The return of cut-throat journalist Gale Weathers (Courtney Cox), using her scrappy investigating skills to unmask the killer, is fantastic. It's about time she gets recognized as a final girl in the franchise. Her face-off with Ghostface is one of the film’s highlights, full of classic physical chaos reminiscent of Craven. Film nerd turned FBI agent Kirby Reed (Hayden Panettiere) from Scream 4 shines and is quick off the mark, particularly in her intimate conversation with Mindy as they connect over their mutual love for the horror genre. However, the reintroduction to the “Core 4”, as they charmingly call themselves, is particularly satisfying.



Courtney Cox in SCREAM IV (2023), directed by Matt Bettinelli-Olpin and Tyler Gillett.
Courtesy of Paramount Pictures

The care of Sam as the protagonist in Scream was unsuccessful, but in this film, she’s more compelling and rounded. Sam has grit and doesn’t mind getting messy to protect her loved ones. However, the depiction of Sam’s mental health is still poor with the usage of off-putting Billy Loomis hallucinations. Barrera is more confident in her role and effectively conveys Sam’s anti-hero characteristics. Ortega, Gooding, and Brown top off the found family theme within the film, even if the infamous “rules monologue” doesn’t have the same Randy Meeks bite we’re used to. In the fifth installment, these characters felt forced upon us and were secondary to the golden trio of Sidney, Dewey, and Gale. Scream VI takes its time to enrich the personalities and relationships of the Core 4, and they finally feel like real people audiences can root for.

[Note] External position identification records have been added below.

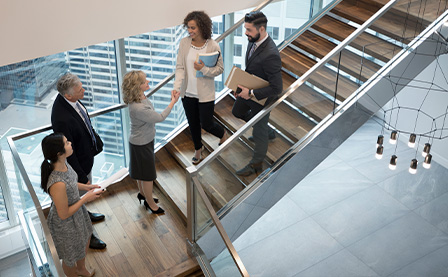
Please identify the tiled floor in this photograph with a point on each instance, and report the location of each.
(352, 216)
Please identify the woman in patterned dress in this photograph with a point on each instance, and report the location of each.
(68, 220)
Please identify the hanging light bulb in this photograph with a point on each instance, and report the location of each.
(379, 152)
(380, 140)
(411, 142)
(393, 137)
(426, 149)
(427, 162)
(413, 167)
(393, 162)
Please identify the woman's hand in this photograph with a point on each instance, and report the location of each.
(92, 195)
(87, 186)
(175, 95)
(199, 66)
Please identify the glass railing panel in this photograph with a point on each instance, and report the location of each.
(221, 259)
(37, 245)
(202, 217)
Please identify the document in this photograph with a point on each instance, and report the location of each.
(240, 77)
(209, 60)
(115, 178)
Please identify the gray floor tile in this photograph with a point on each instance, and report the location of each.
(378, 170)
(436, 212)
(398, 244)
(341, 264)
(284, 214)
(434, 264)
(326, 188)
(360, 215)
(289, 251)
(416, 190)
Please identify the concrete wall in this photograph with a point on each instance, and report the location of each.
(31, 29)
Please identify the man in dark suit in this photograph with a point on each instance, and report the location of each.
(70, 117)
(262, 60)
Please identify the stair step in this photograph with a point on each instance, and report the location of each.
(171, 180)
(234, 157)
(366, 43)
(290, 122)
(220, 188)
(351, 63)
(324, 78)
(308, 100)
(389, 24)
(223, 111)
(295, 62)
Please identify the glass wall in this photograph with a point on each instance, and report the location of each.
(27, 89)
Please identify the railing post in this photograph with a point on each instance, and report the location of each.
(191, 204)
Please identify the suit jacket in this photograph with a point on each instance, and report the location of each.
(265, 63)
(65, 119)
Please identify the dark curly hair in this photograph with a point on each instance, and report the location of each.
(203, 21)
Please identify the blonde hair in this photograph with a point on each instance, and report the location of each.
(131, 86)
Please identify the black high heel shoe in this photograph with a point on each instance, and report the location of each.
(141, 197)
(158, 211)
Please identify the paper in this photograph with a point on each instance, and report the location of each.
(238, 76)
(209, 60)
(115, 178)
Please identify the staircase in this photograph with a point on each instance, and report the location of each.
(310, 103)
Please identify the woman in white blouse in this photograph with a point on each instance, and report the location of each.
(198, 93)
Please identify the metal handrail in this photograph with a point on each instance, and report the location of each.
(294, 86)
(235, 256)
(48, 127)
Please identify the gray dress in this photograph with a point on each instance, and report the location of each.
(70, 235)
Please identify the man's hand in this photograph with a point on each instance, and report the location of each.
(244, 93)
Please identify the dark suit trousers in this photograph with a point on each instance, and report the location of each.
(245, 110)
(200, 115)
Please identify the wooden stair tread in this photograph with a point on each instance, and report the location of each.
(350, 62)
(311, 102)
(295, 62)
(287, 80)
(325, 79)
(389, 24)
(290, 122)
(171, 179)
(234, 157)
(223, 111)
(220, 188)
(371, 45)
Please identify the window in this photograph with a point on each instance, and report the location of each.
(273, 32)
(237, 50)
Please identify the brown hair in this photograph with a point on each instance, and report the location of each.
(131, 86)
(203, 21)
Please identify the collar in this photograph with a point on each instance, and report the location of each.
(258, 43)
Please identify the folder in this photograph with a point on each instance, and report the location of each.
(238, 76)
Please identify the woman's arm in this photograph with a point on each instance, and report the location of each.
(219, 67)
(180, 66)
(59, 195)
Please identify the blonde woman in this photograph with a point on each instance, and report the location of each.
(141, 140)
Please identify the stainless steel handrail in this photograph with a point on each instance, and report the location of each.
(233, 253)
(36, 202)
(27, 181)
(294, 86)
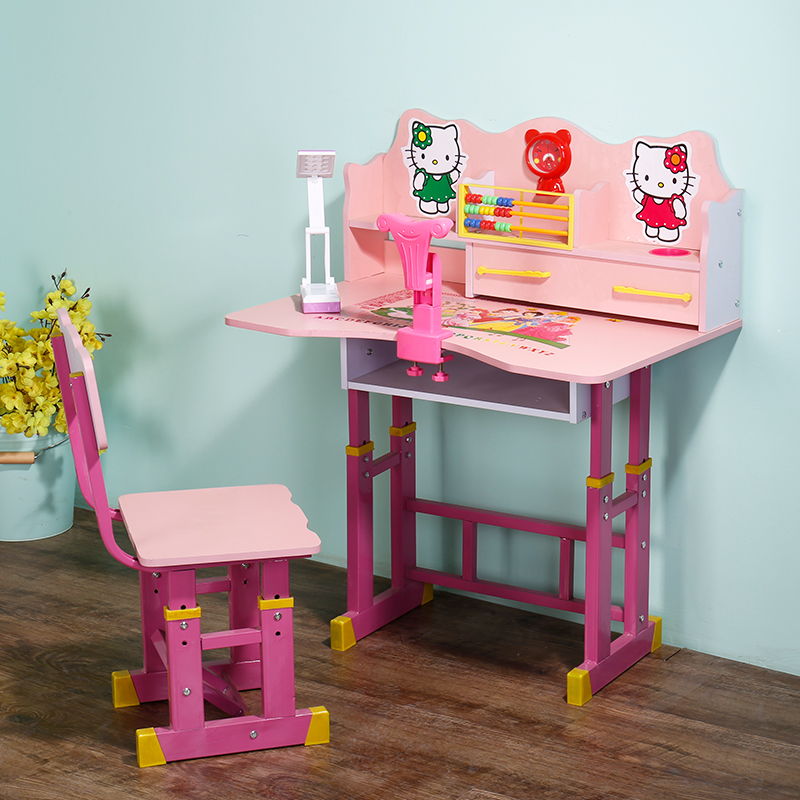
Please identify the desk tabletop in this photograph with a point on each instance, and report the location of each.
(559, 344)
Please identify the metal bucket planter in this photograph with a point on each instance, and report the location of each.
(37, 486)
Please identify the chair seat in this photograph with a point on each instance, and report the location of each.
(197, 527)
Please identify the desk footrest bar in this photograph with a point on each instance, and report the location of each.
(513, 521)
(501, 590)
(482, 517)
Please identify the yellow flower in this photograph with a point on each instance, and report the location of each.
(67, 287)
(13, 422)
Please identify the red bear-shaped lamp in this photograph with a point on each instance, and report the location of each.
(548, 157)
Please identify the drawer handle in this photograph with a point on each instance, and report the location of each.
(686, 296)
(521, 273)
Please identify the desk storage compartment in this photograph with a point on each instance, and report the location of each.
(667, 293)
(373, 366)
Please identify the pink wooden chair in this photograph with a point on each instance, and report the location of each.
(251, 530)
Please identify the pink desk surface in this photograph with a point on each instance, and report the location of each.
(594, 349)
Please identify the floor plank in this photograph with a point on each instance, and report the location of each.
(458, 700)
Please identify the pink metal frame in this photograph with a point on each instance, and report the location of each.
(260, 637)
(605, 657)
(423, 275)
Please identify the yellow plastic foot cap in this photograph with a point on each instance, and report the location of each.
(123, 692)
(343, 636)
(319, 731)
(148, 750)
(656, 634)
(579, 687)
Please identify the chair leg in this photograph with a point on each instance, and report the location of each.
(244, 669)
(280, 724)
(148, 684)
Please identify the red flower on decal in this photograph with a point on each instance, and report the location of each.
(675, 159)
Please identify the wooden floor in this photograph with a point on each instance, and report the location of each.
(458, 700)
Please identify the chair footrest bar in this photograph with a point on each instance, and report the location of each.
(217, 639)
(155, 746)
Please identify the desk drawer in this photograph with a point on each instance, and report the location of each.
(612, 287)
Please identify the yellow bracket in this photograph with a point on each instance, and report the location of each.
(123, 692)
(519, 273)
(343, 636)
(638, 469)
(148, 749)
(579, 687)
(319, 729)
(656, 634)
(410, 428)
(599, 483)
(278, 602)
(360, 451)
(181, 613)
(686, 296)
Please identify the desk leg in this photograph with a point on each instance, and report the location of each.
(604, 659)
(366, 613)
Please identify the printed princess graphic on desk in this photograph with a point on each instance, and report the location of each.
(547, 326)
(435, 161)
(661, 183)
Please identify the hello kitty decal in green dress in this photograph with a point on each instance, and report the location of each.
(661, 184)
(435, 164)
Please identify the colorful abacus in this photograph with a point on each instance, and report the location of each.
(479, 213)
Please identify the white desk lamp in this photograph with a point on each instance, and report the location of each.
(317, 298)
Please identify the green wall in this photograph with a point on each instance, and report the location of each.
(149, 148)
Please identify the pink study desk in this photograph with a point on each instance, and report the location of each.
(557, 305)
(606, 360)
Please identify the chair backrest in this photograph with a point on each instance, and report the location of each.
(86, 428)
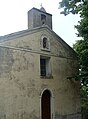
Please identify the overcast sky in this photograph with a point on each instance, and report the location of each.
(13, 17)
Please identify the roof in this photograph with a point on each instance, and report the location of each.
(18, 34)
(40, 11)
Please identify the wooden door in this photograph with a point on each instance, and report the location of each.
(46, 105)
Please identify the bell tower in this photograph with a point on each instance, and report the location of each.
(38, 18)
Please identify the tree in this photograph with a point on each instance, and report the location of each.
(81, 46)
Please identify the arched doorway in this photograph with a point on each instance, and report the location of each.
(46, 105)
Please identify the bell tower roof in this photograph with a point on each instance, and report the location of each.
(38, 18)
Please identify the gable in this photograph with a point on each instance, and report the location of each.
(31, 40)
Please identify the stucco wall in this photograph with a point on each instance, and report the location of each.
(21, 86)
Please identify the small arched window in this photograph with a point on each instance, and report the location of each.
(45, 43)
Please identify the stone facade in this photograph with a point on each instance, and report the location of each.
(21, 83)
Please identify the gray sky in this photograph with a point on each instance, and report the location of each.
(13, 17)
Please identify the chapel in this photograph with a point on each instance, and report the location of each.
(37, 70)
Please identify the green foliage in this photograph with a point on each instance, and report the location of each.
(84, 102)
(71, 6)
(81, 46)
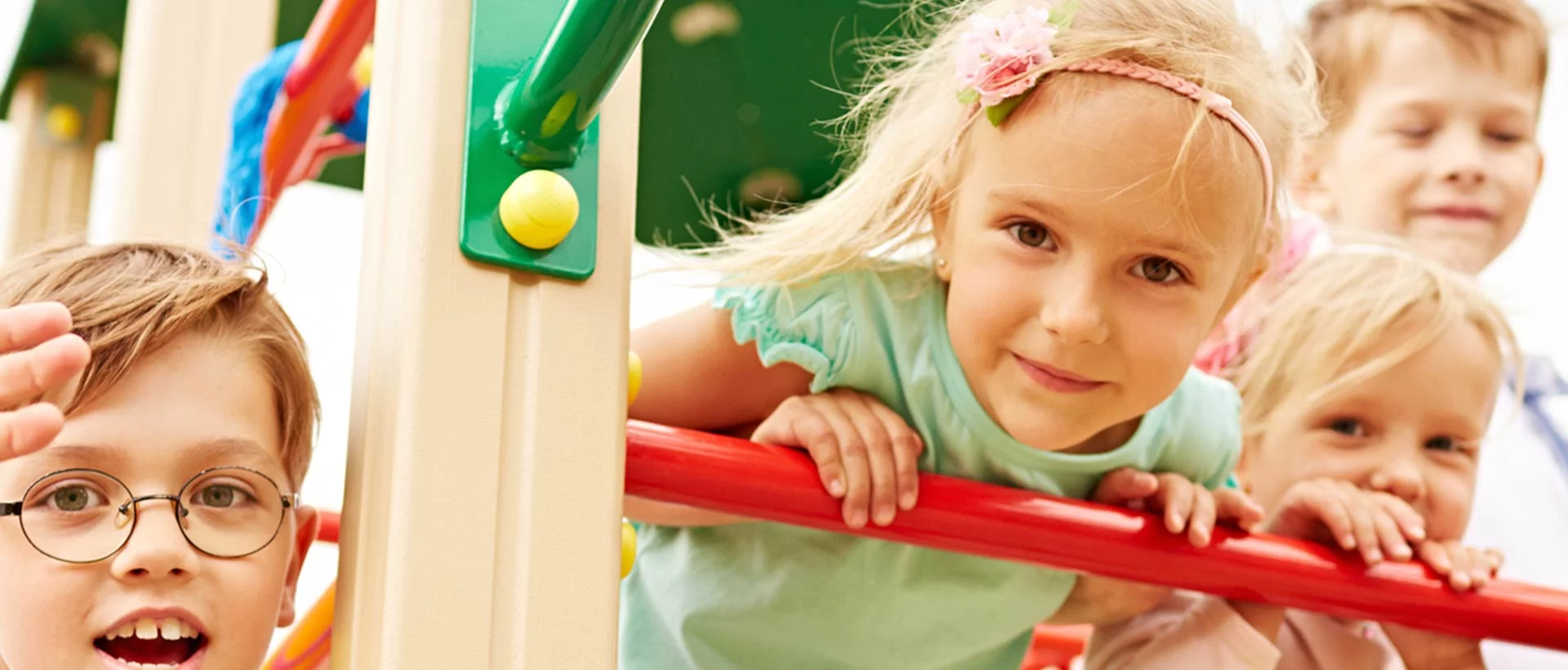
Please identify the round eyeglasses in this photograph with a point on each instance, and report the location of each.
(85, 515)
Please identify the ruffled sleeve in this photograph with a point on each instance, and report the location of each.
(808, 325)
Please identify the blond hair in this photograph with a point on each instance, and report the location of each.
(901, 129)
(1346, 39)
(131, 300)
(1327, 327)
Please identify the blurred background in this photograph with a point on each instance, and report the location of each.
(756, 78)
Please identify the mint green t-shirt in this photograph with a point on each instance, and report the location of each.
(768, 595)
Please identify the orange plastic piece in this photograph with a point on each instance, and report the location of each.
(313, 93)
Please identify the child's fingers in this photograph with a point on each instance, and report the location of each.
(1437, 556)
(1390, 535)
(1410, 521)
(1365, 529)
(795, 424)
(29, 374)
(30, 325)
(1176, 498)
(879, 455)
(1123, 487)
(906, 448)
(1460, 574)
(29, 429)
(1237, 507)
(1333, 512)
(853, 457)
(1203, 512)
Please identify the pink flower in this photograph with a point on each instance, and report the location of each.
(1002, 59)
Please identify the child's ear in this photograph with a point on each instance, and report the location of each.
(1308, 181)
(310, 525)
(941, 214)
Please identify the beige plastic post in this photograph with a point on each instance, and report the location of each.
(52, 167)
(182, 68)
(487, 443)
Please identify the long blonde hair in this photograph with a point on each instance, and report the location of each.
(1327, 328)
(902, 126)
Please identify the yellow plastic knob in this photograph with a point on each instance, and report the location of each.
(538, 209)
(634, 375)
(63, 123)
(627, 548)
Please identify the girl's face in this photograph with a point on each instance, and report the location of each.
(1085, 264)
(194, 405)
(1413, 432)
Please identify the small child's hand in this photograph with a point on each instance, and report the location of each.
(38, 354)
(1467, 567)
(1187, 507)
(1338, 512)
(864, 453)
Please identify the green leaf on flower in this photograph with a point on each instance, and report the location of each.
(1062, 15)
(1000, 112)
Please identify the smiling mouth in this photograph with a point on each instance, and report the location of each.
(153, 644)
(1056, 380)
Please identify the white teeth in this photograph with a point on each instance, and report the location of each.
(151, 630)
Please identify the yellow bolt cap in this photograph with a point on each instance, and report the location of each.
(538, 209)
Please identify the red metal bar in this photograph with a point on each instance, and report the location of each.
(330, 526)
(782, 485)
(313, 92)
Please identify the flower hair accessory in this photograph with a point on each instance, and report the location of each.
(1000, 60)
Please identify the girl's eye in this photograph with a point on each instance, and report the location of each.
(1348, 427)
(1032, 234)
(1159, 270)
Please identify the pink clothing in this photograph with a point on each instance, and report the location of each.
(1198, 631)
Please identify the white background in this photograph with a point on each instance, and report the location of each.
(313, 248)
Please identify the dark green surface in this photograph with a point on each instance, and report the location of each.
(54, 37)
(546, 112)
(786, 61)
(506, 37)
(695, 143)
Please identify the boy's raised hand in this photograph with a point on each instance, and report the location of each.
(1184, 506)
(866, 453)
(38, 354)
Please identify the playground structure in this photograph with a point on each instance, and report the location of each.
(491, 375)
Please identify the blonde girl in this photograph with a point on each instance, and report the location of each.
(1084, 189)
(1365, 395)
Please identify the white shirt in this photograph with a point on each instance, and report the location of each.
(1521, 501)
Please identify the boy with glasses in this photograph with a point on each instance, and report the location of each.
(160, 525)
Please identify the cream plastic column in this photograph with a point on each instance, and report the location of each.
(182, 68)
(52, 167)
(487, 443)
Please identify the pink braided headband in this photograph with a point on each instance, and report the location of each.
(1217, 104)
(1000, 60)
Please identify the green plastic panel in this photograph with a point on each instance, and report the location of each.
(506, 38)
(744, 99)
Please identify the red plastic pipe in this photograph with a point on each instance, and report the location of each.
(313, 92)
(332, 523)
(782, 485)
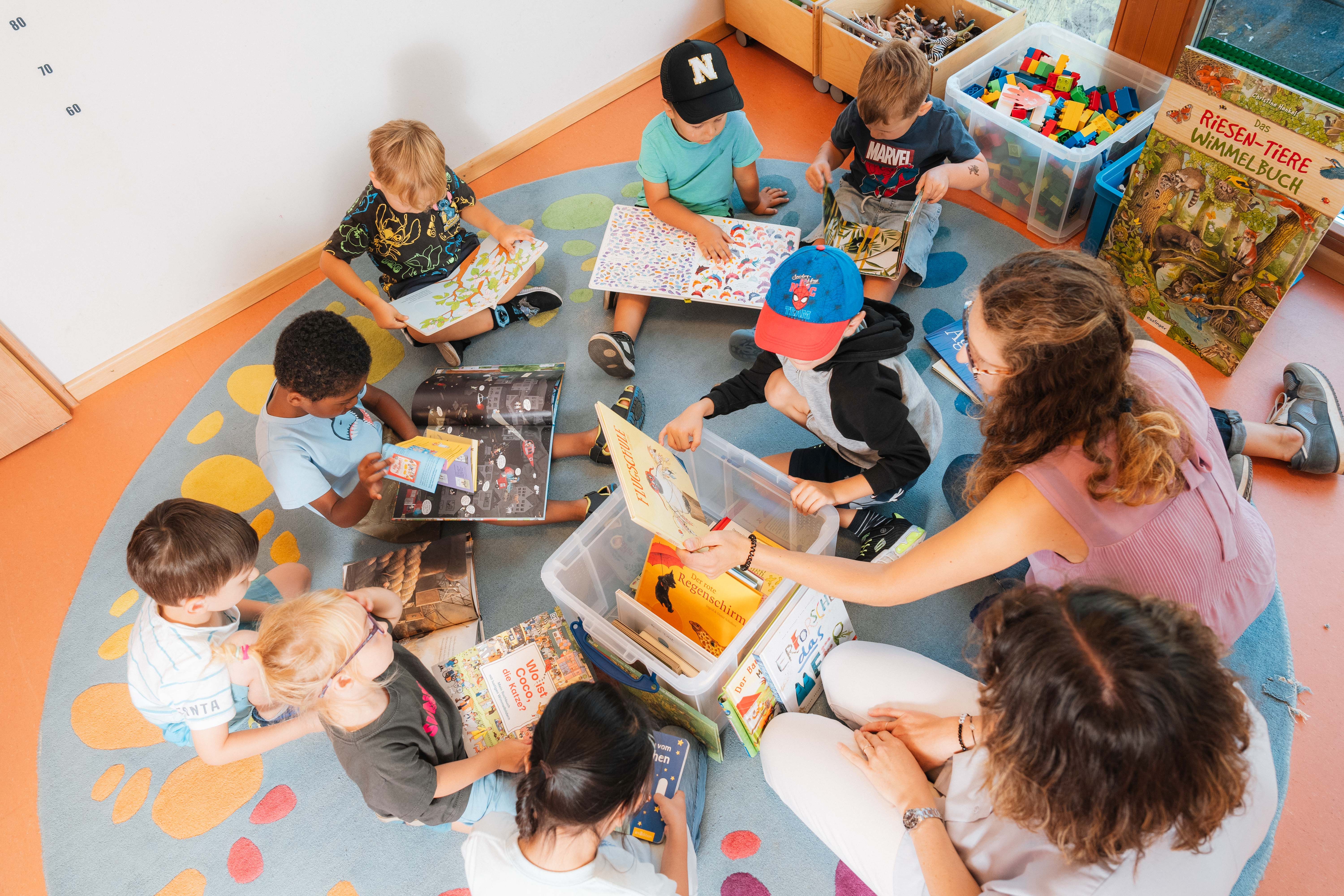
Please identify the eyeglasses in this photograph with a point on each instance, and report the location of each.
(971, 357)
(373, 631)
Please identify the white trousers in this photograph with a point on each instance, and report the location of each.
(803, 764)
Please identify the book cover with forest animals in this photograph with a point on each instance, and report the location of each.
(1236, 187)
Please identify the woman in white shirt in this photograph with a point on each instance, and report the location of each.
(1108, 753)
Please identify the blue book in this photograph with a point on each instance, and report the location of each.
(669, 762)
(948, 340)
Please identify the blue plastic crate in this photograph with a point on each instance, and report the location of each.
(1111, 189)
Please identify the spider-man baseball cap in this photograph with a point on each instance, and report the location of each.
(814, 295)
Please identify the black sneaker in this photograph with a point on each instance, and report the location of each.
(886, 538)
(597, 498)
(1310, 406)
(615, 354)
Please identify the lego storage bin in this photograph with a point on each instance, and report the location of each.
(1036, 179)
(608, 551)
(843, 50)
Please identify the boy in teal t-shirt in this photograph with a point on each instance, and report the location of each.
(690, 158)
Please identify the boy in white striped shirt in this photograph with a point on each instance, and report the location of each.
(187, 663)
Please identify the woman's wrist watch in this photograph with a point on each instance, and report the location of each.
(915, 816)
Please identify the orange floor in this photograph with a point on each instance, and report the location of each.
(60, 491)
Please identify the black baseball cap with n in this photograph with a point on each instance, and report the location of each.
(697, 81)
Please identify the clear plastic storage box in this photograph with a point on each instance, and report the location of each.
(1038, 181)
(607, 554)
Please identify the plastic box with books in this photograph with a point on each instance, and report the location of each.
(1056, 183)
(608, 551)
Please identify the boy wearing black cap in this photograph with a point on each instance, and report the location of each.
(690, 158)
(835, 365)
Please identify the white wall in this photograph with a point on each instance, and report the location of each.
(218, 140)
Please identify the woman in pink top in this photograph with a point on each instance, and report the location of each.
(1101, 463)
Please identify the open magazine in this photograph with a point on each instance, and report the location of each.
(646, 256)
(877, 250)
(510, 414)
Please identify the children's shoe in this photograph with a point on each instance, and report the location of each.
(597, 498)
(628, 408)
(884, 538)
(1310, 406)
(615, 354)
(526, 306)
(1243, 475)
(743, 346)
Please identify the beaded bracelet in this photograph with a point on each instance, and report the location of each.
(747, 565)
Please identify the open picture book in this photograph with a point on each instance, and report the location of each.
(506, 420)
(478, 284)
(877, 250)
(646, 256)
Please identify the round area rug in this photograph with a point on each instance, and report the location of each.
(123, 812)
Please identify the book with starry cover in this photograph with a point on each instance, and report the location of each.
(502, 686)
(666, 780)
(509, 414)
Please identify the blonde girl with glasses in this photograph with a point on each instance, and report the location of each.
(396, 731)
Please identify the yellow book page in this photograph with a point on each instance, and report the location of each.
(658, 491)
(710, 612)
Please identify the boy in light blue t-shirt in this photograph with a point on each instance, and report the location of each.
(690, 158)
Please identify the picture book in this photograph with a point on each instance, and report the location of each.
(670, 757)
(510, 416)
(646, 256)
(1236, 187)
(666, 706)
(503, 684)
(478, 284)
(877, 250)
(659, 492)
(791, 652)
(947, 342)
(436, 582)
(709, 612)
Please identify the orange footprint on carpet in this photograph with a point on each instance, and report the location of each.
(740, 844)
(279, 803)
(245, 863)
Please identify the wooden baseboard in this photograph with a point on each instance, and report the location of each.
(194, 324)
(247, 296)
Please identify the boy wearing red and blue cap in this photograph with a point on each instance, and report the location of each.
(834, 363)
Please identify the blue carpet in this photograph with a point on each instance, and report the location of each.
(166, 819)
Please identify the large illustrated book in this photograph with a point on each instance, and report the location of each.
(478, 284)
(877, 250)
(1236, 187)
(436, 582)
(510, 413)
(503, 684)
(643, 254)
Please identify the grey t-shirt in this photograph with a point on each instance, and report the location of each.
(393, 758)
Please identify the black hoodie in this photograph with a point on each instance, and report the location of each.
(866, 398)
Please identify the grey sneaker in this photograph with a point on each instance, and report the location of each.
(743, 346)
(1310, 406)
(615, 354)
(1243, 475)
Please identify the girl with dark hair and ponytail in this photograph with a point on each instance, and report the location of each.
(1101, 461)
(589, 772)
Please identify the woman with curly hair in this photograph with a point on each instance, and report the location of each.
(1108, 753)
(1101, 461)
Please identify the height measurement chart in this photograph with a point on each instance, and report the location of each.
(644, 256)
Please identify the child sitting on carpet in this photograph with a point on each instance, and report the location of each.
(409, 220)
(198, 565)
(319, 445)
(834, 363)
(589, 770)
(397, 733)
(690, 158)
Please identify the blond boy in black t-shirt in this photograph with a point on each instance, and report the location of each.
(411, 221)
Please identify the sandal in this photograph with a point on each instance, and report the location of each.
(632, 412)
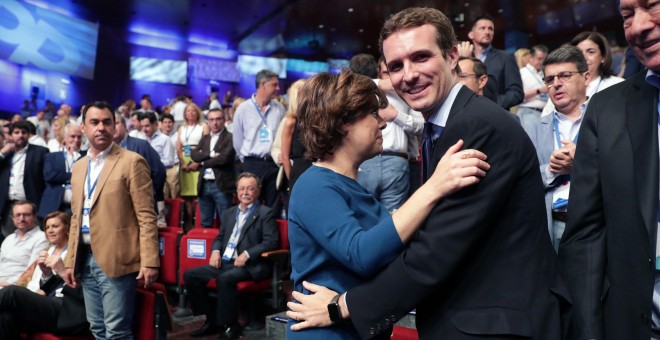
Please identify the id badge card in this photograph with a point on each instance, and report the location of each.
(560, 196)
(264, 135)
(229, 251)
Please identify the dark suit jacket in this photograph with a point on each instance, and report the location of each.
(144, 149)
(504, 84)
(259, 234)
(607, 251)
(33, 181)
(222, 165)
(482, 264)
(56, 178)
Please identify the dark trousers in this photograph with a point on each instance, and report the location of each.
(22, 310)
(223, 311)
(266, 170)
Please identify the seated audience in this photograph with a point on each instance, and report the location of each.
(23, 246)
(247, 230)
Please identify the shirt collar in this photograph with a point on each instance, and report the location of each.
(440, 117)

Returning screenwriters James Vanderbilt and Guy Busick weave complex themes into the story, such as coping mechanisms for trauma and how different grief looks on each survivor. It's the most pointed the Scream franchise has been about the unique bond between survivors. Vanderbilt and Busick disrupt our expectations for sequels by critiquing franchise cash grabs that recycle the same stories, prey on half-baked nostalgia, and entrap their characters in never-ending trauma. These interesting critiques are utilized purposefully to reflect the character’s stories.


The film's final act isn’t the sprawled reveal that often closes these films but a controlled and character-motivated one. The only real disappointment is moments that lean into nonsense. Many characters are fatally wounded, having been stabbed or shot multiple times, and somehow they survive. Another weak point is the dialogue's inconsistent quality. For instance, Sam and Tara's sisterhood discussions teeter into cliche melodrama, but the actors do their best to sell it.


Despite the film's few shortcomings, Bettinelli-Olpin and Gillett up their game in every way. The Scream movies have always brought a certain coziness that was missing in the fifth installment, but they've found the perfect tonal balance here. They use the franchise's lengthy past to its advantage, bringing the right amount of nostalgia and subversion that surprises in this New York City thrill ride. As Stu Macher once said, “It’s a scream, baby!”